Office-building owners compete to cut the most energy
The second Kilowatt Crackdown is under way. It's a competition that calculates office-building energy usage and rewards improvement.
By Katie Ormsby, Seattle Times business reporter
(Enter your building in the Kilowatt Crackdown today.)
Office buildings throughout the Puget Sound are going on a diet — an energy diet known as the "Kilowatt Crackdown."
Now in its second year, the competition scores energy usage and identifies ways to save more. Last year the 53 buildings entered in the contest conserved enough energy to power 1,000 homes for one year, according to Rodney Kauffman, president of the Building Owners and Managers Association (BOMA) of King County. BOMA, which leads the Kilowatt Crackdown, was established in 1912 and is a trade association that represents members from 250 firms who own or manage commercial real estate.
"Many people in business are naturally competitive," said Jack Davis, from BetterBricks, a sponsor of the challenge. "This is a way to tap into that competitiveness in a fun, exciting way."
About 20 percent of the Puget Sound office inventory, or more than 18 million square feet of office space, was represented in the first crackdown.
"We give awards for highest performance and greatest improvement, but the overall award is the Kilowatt Cup," said Davis. "It's like the Stanley Cup of energy efficiency."

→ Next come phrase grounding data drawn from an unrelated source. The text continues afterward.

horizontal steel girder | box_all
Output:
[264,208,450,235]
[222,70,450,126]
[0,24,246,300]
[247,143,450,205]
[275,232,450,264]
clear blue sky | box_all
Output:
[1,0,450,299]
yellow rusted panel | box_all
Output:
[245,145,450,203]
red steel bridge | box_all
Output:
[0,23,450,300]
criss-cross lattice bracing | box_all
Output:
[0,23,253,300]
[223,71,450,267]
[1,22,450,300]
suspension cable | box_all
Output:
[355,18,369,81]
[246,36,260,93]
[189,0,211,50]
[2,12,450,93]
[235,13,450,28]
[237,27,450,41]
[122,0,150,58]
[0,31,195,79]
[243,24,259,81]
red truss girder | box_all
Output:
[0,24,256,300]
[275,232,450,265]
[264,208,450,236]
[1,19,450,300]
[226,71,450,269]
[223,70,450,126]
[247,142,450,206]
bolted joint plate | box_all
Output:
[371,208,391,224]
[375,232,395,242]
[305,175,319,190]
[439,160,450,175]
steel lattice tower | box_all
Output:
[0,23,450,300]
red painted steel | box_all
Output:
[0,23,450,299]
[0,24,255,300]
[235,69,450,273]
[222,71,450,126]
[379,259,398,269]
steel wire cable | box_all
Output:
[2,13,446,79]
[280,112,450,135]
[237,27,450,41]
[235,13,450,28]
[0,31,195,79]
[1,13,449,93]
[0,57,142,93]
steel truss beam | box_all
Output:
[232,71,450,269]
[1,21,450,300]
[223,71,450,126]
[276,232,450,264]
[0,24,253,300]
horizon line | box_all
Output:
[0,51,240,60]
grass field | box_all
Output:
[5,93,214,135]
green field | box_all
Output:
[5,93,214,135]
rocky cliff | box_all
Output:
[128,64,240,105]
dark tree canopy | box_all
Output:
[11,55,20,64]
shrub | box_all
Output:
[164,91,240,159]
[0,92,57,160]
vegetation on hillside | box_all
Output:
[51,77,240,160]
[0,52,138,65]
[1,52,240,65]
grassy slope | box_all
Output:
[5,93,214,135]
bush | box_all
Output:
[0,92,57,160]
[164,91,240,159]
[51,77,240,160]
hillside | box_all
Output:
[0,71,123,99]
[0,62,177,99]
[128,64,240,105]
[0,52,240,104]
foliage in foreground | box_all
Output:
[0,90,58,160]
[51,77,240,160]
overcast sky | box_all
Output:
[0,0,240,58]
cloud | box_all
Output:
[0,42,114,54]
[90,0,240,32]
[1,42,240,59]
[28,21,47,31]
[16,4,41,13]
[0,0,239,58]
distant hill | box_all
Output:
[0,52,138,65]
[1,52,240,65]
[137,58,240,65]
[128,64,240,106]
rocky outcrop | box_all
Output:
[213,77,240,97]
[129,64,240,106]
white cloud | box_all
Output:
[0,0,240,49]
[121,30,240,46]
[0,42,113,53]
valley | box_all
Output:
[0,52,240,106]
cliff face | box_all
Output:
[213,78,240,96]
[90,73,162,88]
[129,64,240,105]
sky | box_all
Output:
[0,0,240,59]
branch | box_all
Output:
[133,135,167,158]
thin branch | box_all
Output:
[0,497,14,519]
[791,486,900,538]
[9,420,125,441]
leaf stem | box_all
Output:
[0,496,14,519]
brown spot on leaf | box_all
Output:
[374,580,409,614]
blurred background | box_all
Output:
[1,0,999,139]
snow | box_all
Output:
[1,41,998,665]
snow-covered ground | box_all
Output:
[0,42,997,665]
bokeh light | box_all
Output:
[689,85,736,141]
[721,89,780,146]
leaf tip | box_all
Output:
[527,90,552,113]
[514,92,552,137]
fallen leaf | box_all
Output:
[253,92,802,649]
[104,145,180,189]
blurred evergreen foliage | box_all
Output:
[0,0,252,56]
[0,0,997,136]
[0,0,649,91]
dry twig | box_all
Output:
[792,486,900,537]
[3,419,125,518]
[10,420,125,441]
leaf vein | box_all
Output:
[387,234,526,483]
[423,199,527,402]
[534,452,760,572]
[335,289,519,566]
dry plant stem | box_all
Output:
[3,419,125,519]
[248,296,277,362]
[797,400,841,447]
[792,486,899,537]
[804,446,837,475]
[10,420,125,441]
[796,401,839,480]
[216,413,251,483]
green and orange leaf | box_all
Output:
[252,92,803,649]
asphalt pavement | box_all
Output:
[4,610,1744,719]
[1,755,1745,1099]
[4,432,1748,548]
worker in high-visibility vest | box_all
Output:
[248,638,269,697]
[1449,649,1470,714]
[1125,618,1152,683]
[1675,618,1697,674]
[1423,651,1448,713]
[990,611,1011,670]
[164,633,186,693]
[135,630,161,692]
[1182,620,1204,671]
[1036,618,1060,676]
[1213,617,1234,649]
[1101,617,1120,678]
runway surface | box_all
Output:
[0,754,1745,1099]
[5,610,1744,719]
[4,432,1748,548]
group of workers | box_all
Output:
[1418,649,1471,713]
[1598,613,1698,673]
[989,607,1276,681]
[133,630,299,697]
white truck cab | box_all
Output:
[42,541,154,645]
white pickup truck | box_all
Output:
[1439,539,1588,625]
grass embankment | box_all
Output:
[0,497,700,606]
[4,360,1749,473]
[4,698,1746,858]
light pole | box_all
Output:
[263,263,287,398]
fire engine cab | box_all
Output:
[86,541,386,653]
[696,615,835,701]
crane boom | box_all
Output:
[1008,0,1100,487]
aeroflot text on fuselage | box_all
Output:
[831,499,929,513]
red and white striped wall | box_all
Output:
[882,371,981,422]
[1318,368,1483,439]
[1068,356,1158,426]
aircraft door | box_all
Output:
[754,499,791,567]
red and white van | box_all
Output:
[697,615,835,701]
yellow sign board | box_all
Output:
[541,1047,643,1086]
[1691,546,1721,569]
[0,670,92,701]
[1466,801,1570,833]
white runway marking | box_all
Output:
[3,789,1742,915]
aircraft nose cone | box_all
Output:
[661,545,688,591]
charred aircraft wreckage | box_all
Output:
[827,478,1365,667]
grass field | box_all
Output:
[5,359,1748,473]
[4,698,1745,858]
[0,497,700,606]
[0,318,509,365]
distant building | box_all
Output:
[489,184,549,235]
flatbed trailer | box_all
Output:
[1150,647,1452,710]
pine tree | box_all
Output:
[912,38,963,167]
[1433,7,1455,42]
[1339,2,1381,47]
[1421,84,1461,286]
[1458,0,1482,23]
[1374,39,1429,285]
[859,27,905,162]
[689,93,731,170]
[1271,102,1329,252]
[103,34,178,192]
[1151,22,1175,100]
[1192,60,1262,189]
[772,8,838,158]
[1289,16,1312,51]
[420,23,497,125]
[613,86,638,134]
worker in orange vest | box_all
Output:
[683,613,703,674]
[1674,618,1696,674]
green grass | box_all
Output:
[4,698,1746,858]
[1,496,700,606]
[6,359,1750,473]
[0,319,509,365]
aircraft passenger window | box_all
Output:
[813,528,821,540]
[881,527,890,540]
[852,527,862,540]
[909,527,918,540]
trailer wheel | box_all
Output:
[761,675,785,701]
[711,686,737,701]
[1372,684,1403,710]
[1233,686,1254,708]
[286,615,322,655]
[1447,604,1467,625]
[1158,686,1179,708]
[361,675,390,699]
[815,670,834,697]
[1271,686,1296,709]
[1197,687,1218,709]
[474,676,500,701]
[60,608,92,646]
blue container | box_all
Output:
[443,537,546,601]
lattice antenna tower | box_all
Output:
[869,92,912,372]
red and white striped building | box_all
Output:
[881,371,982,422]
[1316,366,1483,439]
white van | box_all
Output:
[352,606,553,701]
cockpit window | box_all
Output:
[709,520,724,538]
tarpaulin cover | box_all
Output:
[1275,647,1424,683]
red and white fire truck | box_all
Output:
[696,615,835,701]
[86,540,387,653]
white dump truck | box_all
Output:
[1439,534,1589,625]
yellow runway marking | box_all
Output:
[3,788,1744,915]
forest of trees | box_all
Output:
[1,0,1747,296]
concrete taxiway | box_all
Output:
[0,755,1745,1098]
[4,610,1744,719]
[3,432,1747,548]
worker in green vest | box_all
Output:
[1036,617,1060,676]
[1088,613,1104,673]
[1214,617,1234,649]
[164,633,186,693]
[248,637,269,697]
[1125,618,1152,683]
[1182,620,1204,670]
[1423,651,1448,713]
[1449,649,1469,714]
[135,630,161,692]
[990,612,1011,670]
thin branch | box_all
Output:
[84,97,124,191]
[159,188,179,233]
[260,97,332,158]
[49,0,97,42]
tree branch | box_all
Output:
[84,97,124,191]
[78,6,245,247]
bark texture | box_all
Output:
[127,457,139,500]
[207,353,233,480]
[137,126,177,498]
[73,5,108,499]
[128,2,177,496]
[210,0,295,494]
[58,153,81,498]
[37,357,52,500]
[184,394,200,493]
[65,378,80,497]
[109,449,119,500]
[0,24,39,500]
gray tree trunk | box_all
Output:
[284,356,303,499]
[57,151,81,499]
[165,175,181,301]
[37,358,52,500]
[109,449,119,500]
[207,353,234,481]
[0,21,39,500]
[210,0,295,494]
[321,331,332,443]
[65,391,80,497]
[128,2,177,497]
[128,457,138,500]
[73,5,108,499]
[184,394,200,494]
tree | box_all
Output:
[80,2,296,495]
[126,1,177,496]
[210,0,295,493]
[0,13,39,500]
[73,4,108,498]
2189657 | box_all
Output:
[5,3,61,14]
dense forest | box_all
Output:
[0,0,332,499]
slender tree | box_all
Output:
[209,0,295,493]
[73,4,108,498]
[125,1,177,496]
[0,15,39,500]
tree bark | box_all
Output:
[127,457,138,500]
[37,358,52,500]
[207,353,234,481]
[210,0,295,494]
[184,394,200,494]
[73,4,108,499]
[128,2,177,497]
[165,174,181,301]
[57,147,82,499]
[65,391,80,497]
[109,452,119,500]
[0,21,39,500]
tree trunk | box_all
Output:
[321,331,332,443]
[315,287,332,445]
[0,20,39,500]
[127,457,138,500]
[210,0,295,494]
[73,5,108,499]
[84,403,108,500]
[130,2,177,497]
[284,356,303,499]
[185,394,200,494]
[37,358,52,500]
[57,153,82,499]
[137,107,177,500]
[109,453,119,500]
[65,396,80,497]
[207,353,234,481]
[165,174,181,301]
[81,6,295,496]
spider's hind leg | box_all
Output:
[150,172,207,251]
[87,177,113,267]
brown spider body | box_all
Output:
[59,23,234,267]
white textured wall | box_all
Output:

Unlike the shiny, oversized Stanley Cup, the trophy is sculpted entirely from recycled materials, including brass hinges, nails and wing nuts.
The 2009 Kilowatt Cup was awarded to Unico Properties, a real-estate investment and operating company headquartered in Seattle.
The Financial Center, a building Unico manages, reduced energy consumption by 17 percent. Another building they entered, The IBM Building, reduced its energy consumption by 14 percent.
"We raised our hands very quickly when we heard about the competition," said Brett Phillips, Unico sustainability project manager. "The world of real estate is changing. The green fad has become more than a fad. It's the direction business is going and the competition helped to give us a competitive edge."
Phillips said that most of Unico's energy-efficiency measures come from its engineers continually maintaining the properties and looking for ways to improve operations. For example, Unico introduced lighting-control systems to make sure that lights don't run when the building isn't in use. It also installed solar-film windows, which help reject heat in the summer and save heat in the winter.
Unico is competing again and Phillips said that it's expanding participation to a few of its Bellevue, Tacoma and Renton buildings.
The Kilowatt Crackdown uses the nationwide Energy Star rating system when calculating energy performance. The system allows BOMA to track each building's energy use because the competitors are required to enter monthly records.
"Most people have probably seen an Energy Star sticker on an appliance that is energy efficient," said Davis. "This is like that, but for a building. Instead of a sticker, it's a plaque that buildings can earn."
Last year, 31 participating buildings qualified for the Energy Star label.
The second Kilowatt Crackdown has a two-year timeline. Since there is more time, scoping studies have been added. During the study, BOMA sends an energy expert to walk-through the building and provides a list of low-cost, energy-saving suggestions.
The competition is timely considering Mayor Mike McGinn approved the Energy Disclosure Ordinance in February. The new ordinance requires commercial property owners to measure energy use. The city will use the ratings to compare buildings and require building owners to disclose the findings to prospective buyers and tenants during the selling or leasing of the property.
"The ordinance ties in perfectly with the Kilowatt Crackdown," said Davis. What it mandates "is exactly the point of the friendly competition."
Kauffman said, "The ordinance will take a bit of time to sink in, but I think that we'll see an increase in participation because of it."
At this point, 48 buildings are participating. Registration goes through April 30.